INTD 105 is SUNY Geneseo's version of WRT 105 here at UR. One of my typical sections to work with was entitled, Sex, Skulls, and Aliens: Controversies in Anthropology. The professor and I ran three library sessions at key points in the semester, targeted to research-related assignments. For the second session, there is no graded assignment attached but the professor wants her students to have a firm understanding of the famous Piltdown Hoax. As such, we run a whodunnit exercise, knowing full well there are no concrete answers to this controversy.

PRACTICE, ANTH 207

ANTH 207 focuses on ancient archaeologies of North America.The genesis of this lesson has an interesting background in that the professor was skeptical of the value of library instruction, even after running a session or two at the request of his department chair. His feeling was that students already knew how to find and evaluate excellent resources for their research assignments. It wasn't until a few years later, after an intensive teaching collaboration was taking place between his department chair and the library, that he was able to easily pick out the students from that program. The students' work was superior to anyone else's in the class - their quality of resources, writing, and original thoughts. So, he took another chance on the library - first by focusing a week's worth of classes on library instruction (3 sessions), and then cutting that time element to one session. His thought was that students could find resources but what they really needed help with was understanding what it takes to build a comprehensive scholarly annotated bibliography.

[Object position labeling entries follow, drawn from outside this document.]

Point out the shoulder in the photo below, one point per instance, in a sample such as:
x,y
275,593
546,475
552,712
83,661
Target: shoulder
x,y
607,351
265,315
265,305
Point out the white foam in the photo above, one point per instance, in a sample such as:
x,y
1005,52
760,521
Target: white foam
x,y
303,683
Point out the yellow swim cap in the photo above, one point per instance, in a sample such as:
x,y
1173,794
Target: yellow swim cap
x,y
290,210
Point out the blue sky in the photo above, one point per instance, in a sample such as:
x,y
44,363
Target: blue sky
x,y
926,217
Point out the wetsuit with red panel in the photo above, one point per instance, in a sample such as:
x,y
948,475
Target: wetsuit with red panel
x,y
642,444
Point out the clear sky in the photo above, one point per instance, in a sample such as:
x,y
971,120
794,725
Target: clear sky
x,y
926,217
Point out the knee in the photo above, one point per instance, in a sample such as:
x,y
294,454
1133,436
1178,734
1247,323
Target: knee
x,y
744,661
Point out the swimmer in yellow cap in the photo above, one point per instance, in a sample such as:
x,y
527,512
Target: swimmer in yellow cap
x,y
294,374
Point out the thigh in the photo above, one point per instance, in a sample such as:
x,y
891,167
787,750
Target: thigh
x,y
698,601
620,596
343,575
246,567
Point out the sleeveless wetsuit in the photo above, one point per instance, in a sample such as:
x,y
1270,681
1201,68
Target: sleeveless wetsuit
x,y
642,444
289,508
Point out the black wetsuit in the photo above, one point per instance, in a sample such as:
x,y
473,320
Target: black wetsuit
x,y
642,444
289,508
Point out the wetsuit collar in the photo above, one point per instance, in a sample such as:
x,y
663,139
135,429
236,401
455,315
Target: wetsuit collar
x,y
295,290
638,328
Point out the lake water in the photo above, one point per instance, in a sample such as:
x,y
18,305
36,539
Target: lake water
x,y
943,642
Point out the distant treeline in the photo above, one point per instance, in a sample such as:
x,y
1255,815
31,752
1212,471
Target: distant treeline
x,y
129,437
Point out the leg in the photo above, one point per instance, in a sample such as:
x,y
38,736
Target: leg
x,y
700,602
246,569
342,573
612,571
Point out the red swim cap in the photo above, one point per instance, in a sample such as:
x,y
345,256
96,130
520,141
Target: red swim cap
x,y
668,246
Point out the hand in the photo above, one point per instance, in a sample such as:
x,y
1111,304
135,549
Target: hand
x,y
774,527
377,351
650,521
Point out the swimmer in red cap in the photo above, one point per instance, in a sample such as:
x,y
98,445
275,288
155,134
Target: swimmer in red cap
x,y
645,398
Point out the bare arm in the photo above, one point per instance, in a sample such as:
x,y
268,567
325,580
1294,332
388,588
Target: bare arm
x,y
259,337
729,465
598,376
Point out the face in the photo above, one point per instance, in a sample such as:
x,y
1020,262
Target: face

After students build the grading rubric which will be applied to their annotated bibliographies (a draft and a final version), the librarian is the main "grader" of the students' work (with consultation and final agreement from the professor). A grade based on the rubric is assessed on the draft version of the bibliography (along with lots of feedback), and after students have taken these suggestions to heart and turn in a final version, they are given another rubric-based grade.

PRACTICE, INTD 105

INTD 105 is SUNY Geneseo's version of WRT 105 here at UR. The section entitled Ethics in America was unique in that the class composition was almost 100% AOP students, the equivalent to UR's ECO program. The reason why this is a special consideration is because the AOP first-year students come to campus in the summer to engage in four weeks of pre-collegiate study. Within that month, students are required to meet with the librarians once a week, as part of the standard writing course. Geneseo librarians have developed a robust library instruction program, so the thought of these students coming back for more "basic" training is a challenge. The attempt in this lesson plan was to avoid duplicating the same old basic lesson and instead, enhance the skills the students should have already learned.